If the way the Times describes the scenario is accurate, then this fellow sounds like a hero to me. Protocols are fine, and I think we have to respect them - the rich people who take advantage of their resources to cut the line, especially at the expense of poor folks who have been bearing the brunt of the pandemic, are utterly disgusting. But in the end, the goal has to be to let none of the vaccines go to waste, and to use common sense.
• Go figure. Two masks are better than one.
From the New York Times this morning:
"Wearing a mask — any mask — reduces the risk of infection with the coronavirus, but wearing a more tightly fitted surgical mask, or layering a cloth mask atop a surgical mask, can vastly increase protections to the wearer and others, the Centers for Disease Control and Prevention reported on Wednesday.
"New research by the agency shows that transmission of the virus can be reduced by up to 96.5 percent if both an infected individual and an uninfected individual wear tightly fitted surgical masks or a cloth-and-surgical-mask combination.

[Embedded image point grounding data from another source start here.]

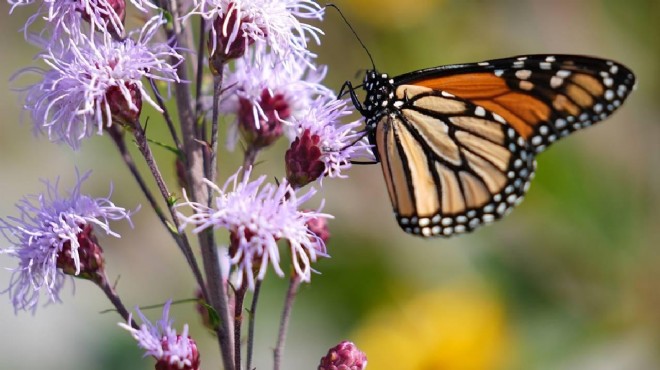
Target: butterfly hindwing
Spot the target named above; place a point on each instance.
(544, 97)
(457, 142)
(449, 164)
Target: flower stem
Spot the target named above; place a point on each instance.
(200, 74)
(194, 164)
(217, 89)
(251, 323)
(294, 284)
(166, 115)
(102, 282)
(144, 148)
(238, 321)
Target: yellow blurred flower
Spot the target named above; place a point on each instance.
(447, 329)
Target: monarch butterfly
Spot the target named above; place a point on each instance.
(457, 143)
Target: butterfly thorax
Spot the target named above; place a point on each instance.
(380, 96)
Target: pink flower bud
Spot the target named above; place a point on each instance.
(122, 111)
(344, 356)
(110, 14)
(262, 130)
(227, 40)
(303, 160)
(89, 253)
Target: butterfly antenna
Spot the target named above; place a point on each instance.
(354, 33)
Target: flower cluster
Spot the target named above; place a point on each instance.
(265, 97)
(98, 80)
(257, 215)
(238, 24)
(95, 77)
(171, 350)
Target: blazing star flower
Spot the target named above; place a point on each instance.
(240, 23)
(336, 143)
(66, 16)
(257, 217)
(172, 351)
(92, 82)
(48, 225)
(264, 97)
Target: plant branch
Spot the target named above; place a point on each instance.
(144, 148)
(101, 281)
(284, 323)
(251, 323)
(238, 322)
(166, 115)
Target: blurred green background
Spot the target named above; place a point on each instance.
(568, 281)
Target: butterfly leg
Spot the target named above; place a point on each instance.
(347, 87)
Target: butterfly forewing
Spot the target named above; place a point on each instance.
(449, 165)
(544, 97)
(457, 142)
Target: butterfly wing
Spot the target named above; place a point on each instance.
(449, 164)
(543, 97)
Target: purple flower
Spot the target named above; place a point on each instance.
(97, 80)
(264, 96)
(272, 22)
(338, 142)
(66, 16)
(257, 216)
(48, 224)
(172, 351)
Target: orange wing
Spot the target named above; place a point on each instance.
(543, 97)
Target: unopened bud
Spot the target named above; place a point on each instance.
(111, 13)
(303, 160)
(227, 41)
(90, 255)
(121, 110)
(265, 130)
(344, 356)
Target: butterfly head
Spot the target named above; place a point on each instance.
(380, 93)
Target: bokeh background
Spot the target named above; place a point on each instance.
(568, 281)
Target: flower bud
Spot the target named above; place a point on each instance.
(121, 110)
(227, 40)
(89, 252)
(263, 131)
(344, 356)
(111, 14)
(171, 359)
(303, 160)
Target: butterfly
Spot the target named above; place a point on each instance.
(457, 143)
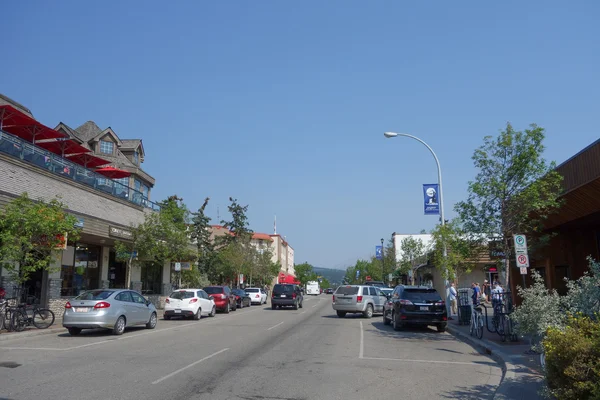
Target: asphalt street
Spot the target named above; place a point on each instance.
(250, 354)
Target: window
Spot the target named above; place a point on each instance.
(106, 147)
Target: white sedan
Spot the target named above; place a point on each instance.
(257, 295)
(194, 303)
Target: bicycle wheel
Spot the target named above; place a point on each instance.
(43, 318)
(18, 320)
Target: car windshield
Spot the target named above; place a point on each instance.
(95, 295)
(283, 289)
(182, 295)
(213, 290)
(347, 290)
(422, 295)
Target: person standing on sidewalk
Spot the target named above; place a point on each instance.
(452, 298)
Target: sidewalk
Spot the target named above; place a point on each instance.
(32, 331)
(523, 378)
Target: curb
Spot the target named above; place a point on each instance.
(33, 332)
(508, 368)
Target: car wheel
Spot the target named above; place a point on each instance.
(396, 324)
(74, 331)
(119, 327)
(385, 320)
(152, 321)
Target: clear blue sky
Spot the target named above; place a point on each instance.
(283, 104)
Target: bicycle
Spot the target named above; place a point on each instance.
(476, 321)
(20, 319)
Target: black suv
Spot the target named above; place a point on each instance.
(415, 305)
(286, 295)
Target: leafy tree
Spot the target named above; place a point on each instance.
(201, 234)
(463, 249)
(413, 252)
(29, 231)
(163, 236)
(304, 272)
(514, 191)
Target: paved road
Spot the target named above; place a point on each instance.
(251, 354)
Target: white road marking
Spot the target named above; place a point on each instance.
(420, 361)
(361, 351)
(275, 326)
(188, 366)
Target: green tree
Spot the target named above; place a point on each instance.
(514, 191)
(304, 272)
(29, 232)
(463, 249)
(413, 254)
(163, 236)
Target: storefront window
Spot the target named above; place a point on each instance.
(82, 272)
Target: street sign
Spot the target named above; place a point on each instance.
(523, 270)
(520, 244)
(522, 261)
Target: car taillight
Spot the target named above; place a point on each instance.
(102, 304)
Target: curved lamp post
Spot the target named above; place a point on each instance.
(443, 220)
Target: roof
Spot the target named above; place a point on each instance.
(5, 100)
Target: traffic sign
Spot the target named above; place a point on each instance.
(520, 244)
(523, 270)
(522, 261)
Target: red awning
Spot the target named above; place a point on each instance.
(113, 173)
(63, 147)
(21, 125)
(88, 160)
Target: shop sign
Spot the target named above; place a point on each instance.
(120, 233)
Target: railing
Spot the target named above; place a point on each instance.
(49, 161)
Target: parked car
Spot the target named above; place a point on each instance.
(415, 305)
(192, 303)
(356, 299)
(114, 309)
(224, 299)
(257, 295)
(286, 295)
(242, 299)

"Dr. Rochelle P. Walensky, director of the C.D.C., announced the findings during Wednesday’s White House coronavirus briefing, and coupled them with a plea for Americans to wear 'a well-fitting mask' that has two or more layers … One option for reducing transmission is to wear a cloth mask over a surgical mask, the agency said. The alternative is to fit the surgical mask more tightly on the face by 'knotting and tucking' - that is, knotting the two strands of the ear loops together where they attach to the edge of the mask, then folding and flattening the extra fabric at the mask’s edge and tucking it in for a tighter seal."
• Politico has a piece about some hopeful predictions by Ian Shepherdson, an award-winning British economist who is the founder of Pantheon Macroeconomics.
Richardson, the story says, has "some very hopeful thoughts on Covid-19," writing, "Could the U.S. be much further down the road towards Covid herd immunity than is popularly believed? We're asking the question because of two unexpected developments in the data, one which has emerged over the past months and one of which is very recent.
"First, the drop in new cases since the holiday spike began to fade has been steeper than we expected. … [T]he combination of falling test numbers and falling positivity is what we'd expect to see when a pandemic is fading … If this persists indefinitely, Covid will be gone - as far as policymakers are concerned - well before the middle of the year."
Richardson reportedly has two caveats: "“Reopenings … could slow this progress, and the risk of much more rapid spread of new variants is very real." And, a recovery could "torque up the inflation risk."